At the beginning of 1992, the directors of General Motors Corporation, the world's biggest industrial company, decided to figure out what was going on in the organization they theoretically controlled. The company by then was losing more than $1 billion every three months, and it had given up 10 percentage points of its U.S. car market share - an amount greater than the Chrysler Corporation's total car sales - in the previous seven years.

So in an unprecedented end run around top management, the board deputized one of its own, John G. Smale, the retired chairman of Procter & Gamble, to spend two months interviewing G.M.'s executives and reviewing the company's internal reports.

What Smale found, as described by Paul Ingrassia and Joseph B. White, was astounding: G.M. built lousy cars; it was the industry's most inefficient car designer and producer; and its announced cutbacks wouldn't close the gap between its dwindling sales and its colossal production capacity, meaning the losses would continue.

I say astounding, because the findings were so mundane. This is roughly equivalent to a blue-ribbon presidential commission taking two months in 1994 to figure out that the federal government is running a really big deficit. As the authors note, G.M. did not lack for independent sources of criticism: Automotive journalists and Wall Street auto analysts had been saying all this for years. But the board didn't believe them, because it was easier not to, and because management kept telling them everything was under control.

One of the unstated lessons of this absorbing, rich book is the power of individual men - and they are all men - to bring enormous companies to their knees by spinning captivating visions of financial growth and then controlling information as things go wrong. At G.M., the notorious Roger Smith would issue board members thick financial papers on the mornings before their monthly meetings, then grab them back as soon as the meetings ended. Who could have expected the directors - "bewildered sheep," the authors call them - to have noticed little changes, like when Smith blithely altered projections in 1990 to assume retirees would die two years earlier and that the pension fund would earn 10 percent more per year?

The authors, who won a Pulitzer Prize for their coverage of the G.M. boardroom shakeup that followed Smale's investigation, suggest such shenanigans are past for Detroit. The book ends at last January's chest-thumping Detroit auto show, with Big Three sales booming, the Japanese on the run, all the villains conveniently departed, and a new generation of sober leaders committed to teamwork firmly in place.
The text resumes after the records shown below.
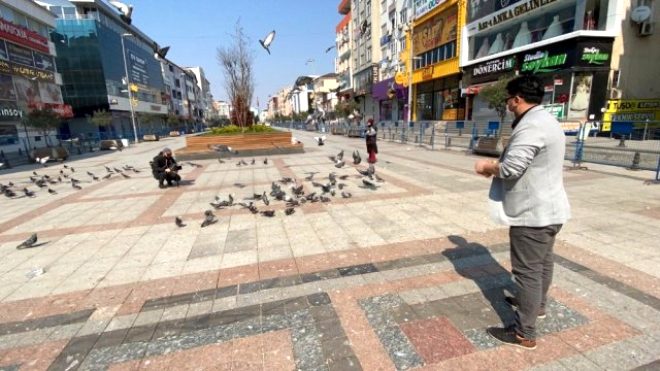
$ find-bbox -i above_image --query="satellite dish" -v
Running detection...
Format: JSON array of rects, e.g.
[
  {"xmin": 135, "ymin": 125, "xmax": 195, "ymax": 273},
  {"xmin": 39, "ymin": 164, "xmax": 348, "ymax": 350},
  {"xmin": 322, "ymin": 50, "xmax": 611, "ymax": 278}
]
[{"xmin": 630, "ymin": 5, "xmax": 651, "ymax": 23}]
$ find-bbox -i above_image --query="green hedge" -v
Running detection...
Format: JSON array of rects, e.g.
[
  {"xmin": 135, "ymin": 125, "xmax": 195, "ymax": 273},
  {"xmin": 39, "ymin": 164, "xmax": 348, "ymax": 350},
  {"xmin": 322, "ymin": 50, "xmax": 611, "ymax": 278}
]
[{"xmin": 204, "ymin": 125, "xmax": 277, "ymax": 135}]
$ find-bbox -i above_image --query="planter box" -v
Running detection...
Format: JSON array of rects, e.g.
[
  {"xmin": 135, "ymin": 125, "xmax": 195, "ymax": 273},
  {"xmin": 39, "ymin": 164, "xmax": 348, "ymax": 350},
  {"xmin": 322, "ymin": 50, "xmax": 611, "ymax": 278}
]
[{"xmin": 177, "ymin": 131, "xmax": 304, "ymax": 160}]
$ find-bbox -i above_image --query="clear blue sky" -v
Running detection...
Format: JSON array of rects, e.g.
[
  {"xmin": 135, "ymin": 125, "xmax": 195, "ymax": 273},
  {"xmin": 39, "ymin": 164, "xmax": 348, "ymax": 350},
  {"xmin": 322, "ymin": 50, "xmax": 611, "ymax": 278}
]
[{"xmin": 125, "ymin": 0, "xmax": 342, "ymax": 109}]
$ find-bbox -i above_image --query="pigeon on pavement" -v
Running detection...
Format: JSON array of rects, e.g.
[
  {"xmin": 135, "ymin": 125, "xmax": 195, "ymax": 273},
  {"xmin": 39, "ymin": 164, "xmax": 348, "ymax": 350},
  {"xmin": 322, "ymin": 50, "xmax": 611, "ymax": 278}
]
[
  {"xmin": 202, "ymin": 210, "xmax": 218, "ymax": 228},
  {"xmin": 16, "ymin": 233, "xmax": 37, "ymax": 250}
]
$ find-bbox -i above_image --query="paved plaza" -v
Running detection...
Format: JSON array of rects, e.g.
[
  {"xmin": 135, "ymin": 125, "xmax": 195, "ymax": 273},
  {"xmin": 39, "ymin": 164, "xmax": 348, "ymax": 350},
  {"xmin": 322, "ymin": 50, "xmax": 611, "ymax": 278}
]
[{"xmin": 0, "ymin": 132, "xmax": 660, "ymax": 371}]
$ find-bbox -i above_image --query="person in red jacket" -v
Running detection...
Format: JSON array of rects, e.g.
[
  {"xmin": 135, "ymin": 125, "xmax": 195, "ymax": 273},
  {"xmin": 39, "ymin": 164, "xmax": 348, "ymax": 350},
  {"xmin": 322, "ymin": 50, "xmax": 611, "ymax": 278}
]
[{"xmin": 365, "ymin": 119, "xmax": 378, "ymax": 164}]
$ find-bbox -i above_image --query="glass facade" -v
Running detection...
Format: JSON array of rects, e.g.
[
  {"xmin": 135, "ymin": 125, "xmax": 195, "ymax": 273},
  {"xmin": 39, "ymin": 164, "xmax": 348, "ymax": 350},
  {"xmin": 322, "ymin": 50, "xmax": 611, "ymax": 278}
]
[{"xmin": 53, "ymin": 16, "xmax": 165, "ymax": 116}]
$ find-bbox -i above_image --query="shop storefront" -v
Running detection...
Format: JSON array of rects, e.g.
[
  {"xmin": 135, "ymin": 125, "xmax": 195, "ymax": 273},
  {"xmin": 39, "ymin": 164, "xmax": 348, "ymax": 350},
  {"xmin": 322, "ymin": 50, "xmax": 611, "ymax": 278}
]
[
  {"xmin": 462, "ymin": 38, "xmax": 613, "ymax": 122},
  {"xmin": 412, "ymin": 1, "xmax": 465, "ymax": 120},
  {"xmin": 371, "ymin": 78, "xmax": 408, "ymax": 121}
]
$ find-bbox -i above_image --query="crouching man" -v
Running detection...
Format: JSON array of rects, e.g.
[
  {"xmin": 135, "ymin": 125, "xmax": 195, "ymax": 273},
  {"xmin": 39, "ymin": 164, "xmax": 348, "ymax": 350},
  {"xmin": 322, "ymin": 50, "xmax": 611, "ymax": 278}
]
[{"xmin": 151, "ymin": 148, "xmax": 181, "ymax": 188}]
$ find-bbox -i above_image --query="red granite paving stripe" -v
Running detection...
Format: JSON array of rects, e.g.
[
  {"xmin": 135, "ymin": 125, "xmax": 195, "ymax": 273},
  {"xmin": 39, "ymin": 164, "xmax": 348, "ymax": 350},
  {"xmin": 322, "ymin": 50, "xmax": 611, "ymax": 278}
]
[
  {"xmin": 0, "ymin": 180, "xmax": 120, "ymax": 233},
  {"xmin": 108, "ymin": 330, "xmax": 295, "ymax": 371},
  {"xmin": 400, "ymin": 317, "xmax": 475, "ymax": 363},
  {"xmin": 0, "ymin": 339, "xmax": 69, "ymax": 370},
  {"xmin": 555, "ymin": 241, "xmax": 660, "ymax": 298},
  {"xmin": 330, "ymin": 293, "xmax": 395, "ymax": 370},
  {"xmin": 634, "ymin": 207, "xmax": 660, "ymax": 219},
  {"xmin": 259, "ymin": 258, "xmax": 298, "ymax": 280}
]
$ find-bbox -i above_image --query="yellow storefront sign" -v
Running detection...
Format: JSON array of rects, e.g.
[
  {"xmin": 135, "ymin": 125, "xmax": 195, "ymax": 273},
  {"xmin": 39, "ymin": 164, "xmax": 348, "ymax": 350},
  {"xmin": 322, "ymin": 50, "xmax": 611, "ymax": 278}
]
[{"xmin": 602, "ymin": 99, "xmax": 660, "ymax": 131}]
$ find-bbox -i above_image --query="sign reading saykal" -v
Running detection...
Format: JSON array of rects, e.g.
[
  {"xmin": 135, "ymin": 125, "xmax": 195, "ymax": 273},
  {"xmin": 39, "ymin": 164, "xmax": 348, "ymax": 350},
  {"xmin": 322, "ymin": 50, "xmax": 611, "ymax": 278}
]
[
  {"xmin": 580, "ymin": 47, "xmax": 610, "ymax": 64},
  {"xmin": 520, "ymin": 51, "xmax": 568, "ymax": 73}
]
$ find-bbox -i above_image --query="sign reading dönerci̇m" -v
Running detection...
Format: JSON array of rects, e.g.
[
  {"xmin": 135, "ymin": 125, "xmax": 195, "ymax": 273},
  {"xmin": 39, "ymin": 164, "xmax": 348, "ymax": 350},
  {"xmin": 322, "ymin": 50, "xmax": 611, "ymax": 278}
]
[{"xmin": 414, "ymin": 0, "xmax": 446, "ymax": 18}]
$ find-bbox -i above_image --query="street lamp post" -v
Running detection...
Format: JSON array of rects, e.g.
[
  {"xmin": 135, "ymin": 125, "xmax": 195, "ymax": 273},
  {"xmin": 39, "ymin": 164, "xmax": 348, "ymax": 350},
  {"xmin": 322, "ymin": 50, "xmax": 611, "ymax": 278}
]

Perhaps. Still, this big book picks up where The Reckoning, David Halberstam's very big book about the decline of the Big Three, left off. And one can't help suspecting this publishing cycle is likely to repeat itself.

It is true that the publicly egomaniacal auto barons have exited. Their managerial flaws notwithstanding, their departure is mourned by journalists because they made great copy. Their antics yield the liveliest passages in Comeback.

One of the many previously unreported anecdotes has Ronald Reagan trying to ease Lee Iacocca out of a speaking role during the 1986 celebration of the Statue of Liberty's restoration. Chrysler was a major sponsor of the celebration, Iacocca had headed the national commission to restore the statue, and he was scheduled to introduce Reagan. But the White House was nervous that Iacocca harbored presidential ambitions; it didn't help that Iacocca once called White House Chief of Staff Donald Regan a cocksucker.

Iacocca refused to back out, and ordered Ben Bidwell, a Chrysler executive, to deliver that message.

"Are you saying, Mr. Bidwell," shouts an outraged protocol officer, "that Lee Iacocca will not accede to the wishes of the President of the United States?"

"That's exactly what I'm saying," Bidwell replied. "And if the President doesn't accede to Mr. Iacocca, when the parade of ships begins, the television screens will go blank!" Reagan blinked.

The authors do a wonderful job of shredding the already frayed Iacocca myth. Like Roger Smith, Iacocca, a notorious cheapskate, is seen greedily trying to further pad his bulging pockets and pleading for continued use of the company jet as the board finally pushes him out the door. When he traveled as chairman, a convoy of limos awaited him at every airport; once retired, he was astonished to discover self-service gas stations.

Since the days when Henry Ford squashed all efforts to improve the Model T, this kind of executive arrogance has been a recurring pitfall for the Big Three. It led Iacocca to make many of the same stupid mistakes as executives at G.M. and Ford. During the eighties, the three companies spent billions diversifying into businesses they didn't understand, while their core auto operations suffered. Chrysler lost untold millions trying to manipulate its stock price, buying its own stock high and selling it low.